We recenter the data by incrementally padding it. If we do it correctly, the building's spatio-temperal tracks will be vertical:

Recentered film plane.


Now we just need to eliminate those pesky trees. Real-life lenses are good at doing that, because if the lens is big enough, it can "look around" the trees. In aggregate, little pieces of the lens really do get to see the whole face of the building. And so does our video camera.

We can simulate this giant-lens action by simply averaging over all of those frames. (And thanks to my co-worker, Joshua Napoli, for putting it so simply. Here is his similar project of last year - viewing houses through trees - but his blog post [had been] AWOL.)

What does it look like?

Success. Trees are blurred out. Compare to the photos at the top of this post.

How can we take this a step further? We can simulate a variable-focus lens by computing what every possible set of shearing parameters will do. That is, we can tilt our deck of cards by varying degrees so that the space-time path of various objects become vertical, and hence able to be imaged by our gigantic synthetic lens.

Here's how this looks. Let's recenter every 7th pixel so we can "focus" on a tree in the center, and "stop down" the aperture by averaging over fewer frames than we did above.

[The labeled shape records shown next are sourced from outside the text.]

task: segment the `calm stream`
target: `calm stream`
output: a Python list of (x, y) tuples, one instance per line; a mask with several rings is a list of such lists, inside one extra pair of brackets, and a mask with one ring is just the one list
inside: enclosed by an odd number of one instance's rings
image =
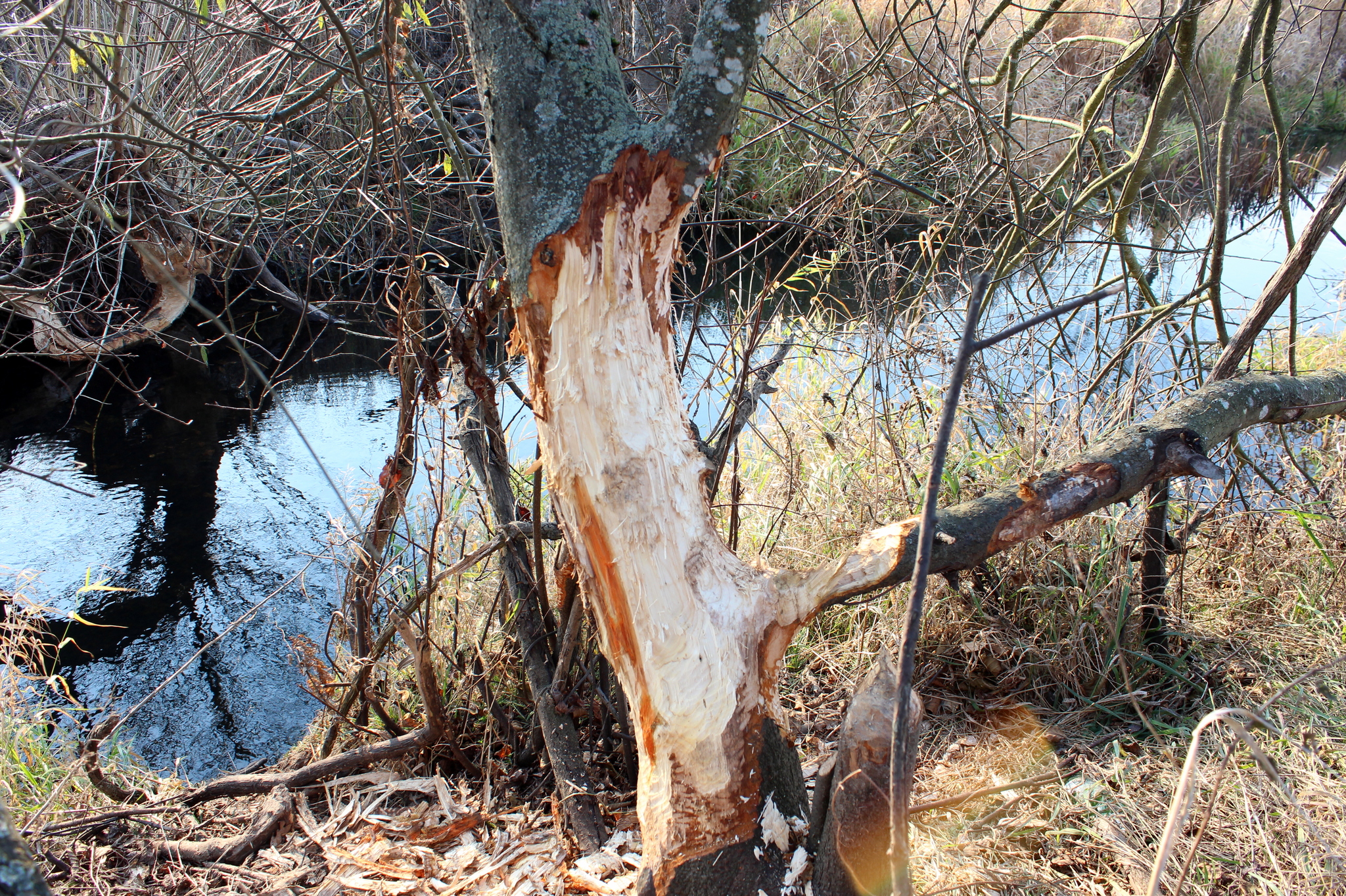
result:
[[(1320, 179), (1311, 195), (1326, 184)], [(1299, 229), (1307, 217), (1300, 207)], [(1198, 219), (1179, 245), (1203, 245), (1207, 234), (1209, 222)], [(1225, 301), (1233, 323), (1283, 257), (1276, 218), (1230, 244)], [(1197, 264), (1195, 254), (1167, 256), (1156, 291), (1183, 295)], [(1051, 272), (1049, 281), (1061, 284), (1054, 297), (1075, 295), (1065, 284), (1092, 283), (1097, 272), (1097, 249), (1079, 246)], [(1300, 287), (1303, 331), (1341, 330), (1343, 274), (1346, 248), (1329, 237)], [(997, 313), (1005, 312), (991, 311), (988, 331)], [(1283, 322), (1284, 313), (1276, 323)], [(339, 600), (338, 574), (323, 554), (330, 554), (341, 505), (275, 404), (250, 414), (236, 409), (242, 404), (236, 393), (199, 374), (145, 367), (153, 365), (129, 365), (129, 379), (137, 387), (149, 383), (144, 394), (163, 414), (100, 378), (73, 412), (54, 377), (27, 366), (0, 371), (8, 379), (0, 396), (0, 460), (57, 471), (57, 480), (93, 495), (0, 472), (0, 573), (7, 577), (0, 588), (23, 577), (24, 589), (54, 618), (78, 612), (109, 626), (71, 622), (69, 634), (83, 652), (62, 652), (74, 698), (90, 708), (139, 701), (279, 589), (128, 722), (127, 735), (151, 766), (178, 763), (182, 774), (201, 779), (277, 757), (312, 720), (316, 704), (300, 690), (289, 639), (323, 644)], [(700, 382), (695, 367), (689, 387)], [(374, 362), (343, 354), (293, 371), (280, 396), (338, 484), (357, 498), (388, 455), (396, 382)], [(696, 417), (713, 420), (704, 404)], [(513, 435), (530, 440), (524, 429)], [(81, 591), (100, 583), (127, 591)]]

Still awake? If you're interested in this stuff, try out:


ps A big thank-you in advance to anyone who can explain why Blogger: (1) doesn't insert images at the cursor, but rather on top; and (2) why an extra linefeed appears for every paragraph whenever I insert a photo.


Dan said...

My friend, you never cease to amaze me. Knowing nothing really about optics, I find this amazing and fascinating - thanks for the explanation. I *think* I understand it.

It also re-enforces that I need to find better hobbies. ;-)

Dan said...

How are there no other comments on this? LOL

G-Fav said...

Hah! I don't know. Actually, a couple of folks have sent me very thoughtful e-mail in the background about it.

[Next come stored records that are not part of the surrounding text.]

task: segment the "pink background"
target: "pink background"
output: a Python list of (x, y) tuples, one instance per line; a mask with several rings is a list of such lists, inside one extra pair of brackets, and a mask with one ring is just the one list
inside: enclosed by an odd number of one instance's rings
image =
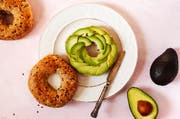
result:
[(70, 5), (90, 1), (119, 12), (132, 26), (139, 49), (134, 75), (117, 95), (103, 102), (97, 118), (133, 119), (127, 102), (132, 86), (154, 97), (159, 105), (157, 119), (180, 118), (180, 73), (167, 86), (155, 85), (149, 76), (151, 63), (168, 47), (180, 55), (179, 0), (30, 0), (35, 18), (32, 32), (21, 40), (0, 40), (0, 119), (91, 119), (95, 103), (71, 101), (62, 108), (42, 108), (27, 86), (30, 69), (39, 60), (40, 37), (50, 19)]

The nice folks at Wolfram are visiting the blog a lot lately (hello, Illinois!) & I'll post something on that in a sec.


Mike Warot said...

You can do fun things with a still camera as well... here are my experiments to date:

Anonymous said...
This comment has been removed by a blog administrator.
Noah Spurrier said...

This appears to be related to computed tomography. The slices through your image stack even look like the radon transform.